Suffering, by Paul David Tripp, was the last book I read in 2018, and rightly so. If you read my yearly recap, you know suffering summed up my year.
Sometimes it made me bitter. Finally, it made me hopeful—not for my circumstances to get better and easier but hopeful in my God who is with me always and who is always good.
This book showed me why I responded to my suffering the way I did.
My response caught me off guard. The thoughts I thought were beyond what a Christian should think. The despair I felt didn’t make sense as someone who understood the gospel. And the ability to dwell on hope instead of my seemingly hopeless circumstances seemed impossible at times.
My suffering wrecked me in many ways. Most of all, it revealed the sin in my heart. It didn’t produce new sin. It made it come to the surface. And boy was that hard to see!

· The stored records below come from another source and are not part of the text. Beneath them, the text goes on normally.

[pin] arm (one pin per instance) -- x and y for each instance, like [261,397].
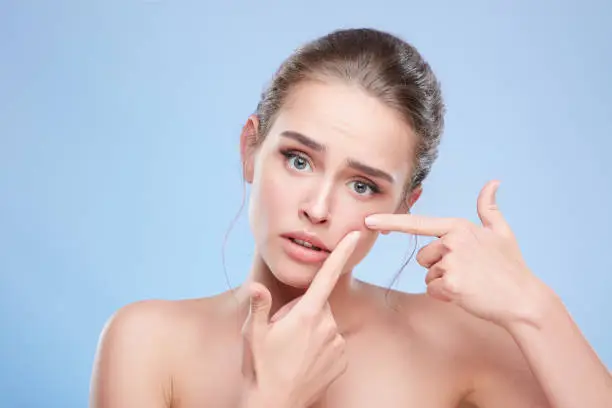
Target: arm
[566,366]
[543,362]
[128,369]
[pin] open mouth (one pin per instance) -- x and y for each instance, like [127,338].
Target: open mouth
[307,244]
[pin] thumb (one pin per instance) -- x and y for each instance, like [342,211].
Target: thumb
[488,211]
[261,303]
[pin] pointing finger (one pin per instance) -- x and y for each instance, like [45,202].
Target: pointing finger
[325,280]
[488,211]
[412,224]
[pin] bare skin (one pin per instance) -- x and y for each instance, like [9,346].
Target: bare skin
[410,350]
[487,333]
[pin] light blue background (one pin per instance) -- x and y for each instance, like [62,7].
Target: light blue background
[119,166]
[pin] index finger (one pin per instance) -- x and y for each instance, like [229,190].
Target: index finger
[326,278]
[412,224]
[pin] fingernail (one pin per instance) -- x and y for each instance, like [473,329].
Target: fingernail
[354,236]
[371,221]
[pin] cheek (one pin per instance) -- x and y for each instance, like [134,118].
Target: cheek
[353,219]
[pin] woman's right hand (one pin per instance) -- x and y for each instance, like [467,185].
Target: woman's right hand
[291,359]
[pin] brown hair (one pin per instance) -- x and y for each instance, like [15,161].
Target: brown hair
[384,66]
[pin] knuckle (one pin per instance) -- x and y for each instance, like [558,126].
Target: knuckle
[307,316]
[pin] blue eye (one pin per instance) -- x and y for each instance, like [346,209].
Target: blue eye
[297,161]
[363,188]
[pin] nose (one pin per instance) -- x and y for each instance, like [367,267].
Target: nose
[316,208]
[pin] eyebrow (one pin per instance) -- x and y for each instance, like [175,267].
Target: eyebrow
[355,164]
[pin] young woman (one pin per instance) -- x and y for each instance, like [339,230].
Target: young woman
[337,152]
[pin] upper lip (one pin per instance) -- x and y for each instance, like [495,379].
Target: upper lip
[305,236]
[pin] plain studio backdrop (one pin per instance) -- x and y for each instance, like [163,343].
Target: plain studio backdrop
[120,171]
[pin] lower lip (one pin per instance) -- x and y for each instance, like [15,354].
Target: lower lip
[303,254]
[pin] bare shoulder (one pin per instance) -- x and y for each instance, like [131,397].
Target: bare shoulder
[497,369]
[139,347]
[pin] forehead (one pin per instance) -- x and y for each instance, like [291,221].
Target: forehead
[349,122]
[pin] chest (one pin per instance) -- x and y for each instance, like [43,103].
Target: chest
[382,372]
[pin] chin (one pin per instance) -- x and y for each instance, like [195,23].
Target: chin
[293,274]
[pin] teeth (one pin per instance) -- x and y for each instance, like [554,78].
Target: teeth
[305,244]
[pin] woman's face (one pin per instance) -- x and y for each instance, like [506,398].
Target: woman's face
[333,156]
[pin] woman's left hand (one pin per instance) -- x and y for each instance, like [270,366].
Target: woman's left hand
[478,267]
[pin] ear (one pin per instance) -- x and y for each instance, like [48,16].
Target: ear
[248,146]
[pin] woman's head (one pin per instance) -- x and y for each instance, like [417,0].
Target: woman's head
[349,126]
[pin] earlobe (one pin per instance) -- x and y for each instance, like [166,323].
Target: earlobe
[248,145]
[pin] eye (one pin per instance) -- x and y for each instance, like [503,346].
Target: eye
[363,188]
[297,161]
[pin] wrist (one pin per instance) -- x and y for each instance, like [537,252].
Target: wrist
[540,305]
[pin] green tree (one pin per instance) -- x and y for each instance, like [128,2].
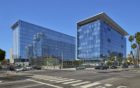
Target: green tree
[131,39]
[136,44]
[2,55]
[137,37]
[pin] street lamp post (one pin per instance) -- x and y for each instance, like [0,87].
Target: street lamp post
[61,59]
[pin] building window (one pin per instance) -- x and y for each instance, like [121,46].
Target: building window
[109,29]
[109,40]
[122,46]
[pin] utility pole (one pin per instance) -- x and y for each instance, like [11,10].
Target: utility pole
[61,59]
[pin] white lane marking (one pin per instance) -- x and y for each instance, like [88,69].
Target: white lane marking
[45,83]
[108,85]
[72,82]
[77,84]
[122,87]
[90,85]
[14,82]
[64,80]
[100,87]
[34,85]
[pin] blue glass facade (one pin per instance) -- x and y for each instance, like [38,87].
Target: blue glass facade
[97,40]
[30,40]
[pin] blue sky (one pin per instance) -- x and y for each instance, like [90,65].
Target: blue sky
[62,15]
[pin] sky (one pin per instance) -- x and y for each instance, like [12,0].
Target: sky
[62,15]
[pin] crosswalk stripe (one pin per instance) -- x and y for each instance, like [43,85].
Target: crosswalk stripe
[108,85]
[55,86]
[72,82]
[65,80]
[122,87]
[90,85]
[100,87]
[77,84]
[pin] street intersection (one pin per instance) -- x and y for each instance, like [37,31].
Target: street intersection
[73,79]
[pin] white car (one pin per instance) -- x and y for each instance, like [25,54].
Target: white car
[19,69]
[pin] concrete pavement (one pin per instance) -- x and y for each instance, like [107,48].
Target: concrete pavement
[75,79]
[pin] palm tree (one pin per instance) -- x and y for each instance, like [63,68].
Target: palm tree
[131,39]
[137,37]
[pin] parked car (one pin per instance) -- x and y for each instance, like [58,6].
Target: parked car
[82,67]
[125,65]
[17,69]
[37,67]
[101,67]
[113,67]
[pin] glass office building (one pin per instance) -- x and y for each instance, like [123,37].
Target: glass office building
[98,37]
[33,41]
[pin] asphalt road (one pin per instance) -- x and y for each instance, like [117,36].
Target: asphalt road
[74,79]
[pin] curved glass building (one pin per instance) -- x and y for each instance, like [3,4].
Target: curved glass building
[33,41]
[98,37]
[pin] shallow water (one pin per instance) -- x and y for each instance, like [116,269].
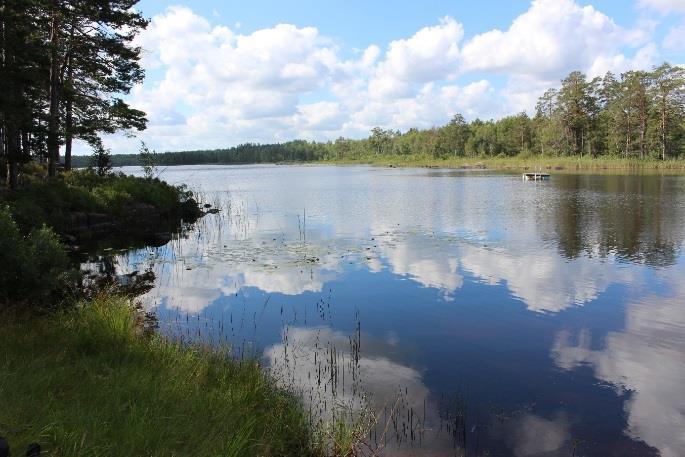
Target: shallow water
[476,313]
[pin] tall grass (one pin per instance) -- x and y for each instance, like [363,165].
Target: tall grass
[87,382]
[527,161]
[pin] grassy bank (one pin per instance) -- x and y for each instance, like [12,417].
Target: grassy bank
[115,197]
[526,162]
[85,382]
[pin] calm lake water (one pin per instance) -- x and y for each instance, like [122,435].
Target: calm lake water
[477,314]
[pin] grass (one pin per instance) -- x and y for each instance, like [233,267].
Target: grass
[40,201]
[528,162]
[86,382]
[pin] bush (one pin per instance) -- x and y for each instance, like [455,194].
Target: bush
[32,268]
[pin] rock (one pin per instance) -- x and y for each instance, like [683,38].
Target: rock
[98,218]
[4,447]
[141,209]
[158,239]
[69,239]
[190,210]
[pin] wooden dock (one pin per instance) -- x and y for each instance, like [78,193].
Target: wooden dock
[535,176]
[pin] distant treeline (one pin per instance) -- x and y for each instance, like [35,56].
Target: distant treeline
[635,115]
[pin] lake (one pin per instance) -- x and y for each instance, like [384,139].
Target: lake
[475,313]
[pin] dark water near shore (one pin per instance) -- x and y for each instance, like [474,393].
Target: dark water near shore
[482,314]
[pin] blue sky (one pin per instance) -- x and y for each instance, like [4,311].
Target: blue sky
[222,73]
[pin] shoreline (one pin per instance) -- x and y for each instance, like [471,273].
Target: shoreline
[561,165]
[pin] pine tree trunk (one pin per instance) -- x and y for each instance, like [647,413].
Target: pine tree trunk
[69,123]
[3,157]
[663,132]
[13,153]
[53,118]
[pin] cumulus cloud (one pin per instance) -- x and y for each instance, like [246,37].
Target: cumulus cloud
[664,6]
[552,37]
[675,40]
[646,359]
[212,85]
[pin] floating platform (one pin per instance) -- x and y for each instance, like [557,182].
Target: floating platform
[535,176]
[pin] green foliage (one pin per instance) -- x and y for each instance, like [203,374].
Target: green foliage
[39,202]
[148,161]
[101,160]
[86,382]
[639,115]
[33,267]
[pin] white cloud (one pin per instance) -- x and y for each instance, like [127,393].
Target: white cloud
[212,85]
[646,359]
[430,55]
[552,38]
[664,6]
[675,40]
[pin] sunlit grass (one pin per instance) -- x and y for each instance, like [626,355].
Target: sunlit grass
[526,162]
[86,382]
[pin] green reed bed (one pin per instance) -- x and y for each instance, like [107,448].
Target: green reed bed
[527,161]
[88,382]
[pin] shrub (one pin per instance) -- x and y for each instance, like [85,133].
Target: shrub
[32,268]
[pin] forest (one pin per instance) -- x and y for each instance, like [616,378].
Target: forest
[636,115]
[64,67]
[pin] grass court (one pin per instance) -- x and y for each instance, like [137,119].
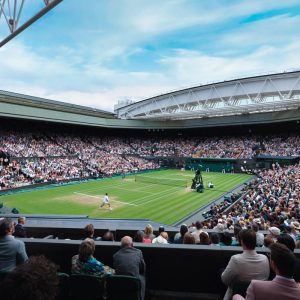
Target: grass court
[130,198]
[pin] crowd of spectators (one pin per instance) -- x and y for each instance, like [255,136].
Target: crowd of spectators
[37,157]
[271,199]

Tripp, who underwent unexpected kidney failure and continues to suffer from his health, helped me understand this. He says, “Your responses to the situations in your life, whether physical, relational, or circumstancial, are always more determined by what is inside you (your heart) than by the things you are facing. This is why people have dramatically different responses to the same situations of difficulty” (Loc 345, kindle).
He continues, “Suffering draws out the true thoughts, attitudes, assumptions, and desires of your heart.” Then he mentions why we fear or envy or doubt or live in hyper-awareness, discouragement, or denial when we suffer.
He helps us understand why what we are going through feels especially hard, but he also pushes us to refocus our foggy minds towards the clear truth of the Word.
He doesn’t leave us where we’re tempted to stay in this analytical state of why we thought this or why we did that—what was sin and what was not. He moves us from our personal examination to our true hope in the God of comfort.
Sure, I wish I could’ve read this book before my season of suffering began, but it hadn’t been published yet. However, I probably would’ve needed to re-read it as a reminder, and a new season of suffering will come again where it will prove helpful.
What about you? Are you in a season of suffering and wonder why you’re responding the way you are? Are you trying to put your hope in God but still feel hopeless?
This book will make you feel like you’re not alone, and it will speak the truth that you struggle to speak to yourself.
And if you haven’t suffered yet, you will. So, you might as well get prepared. Fix your hope on the God of all comfort.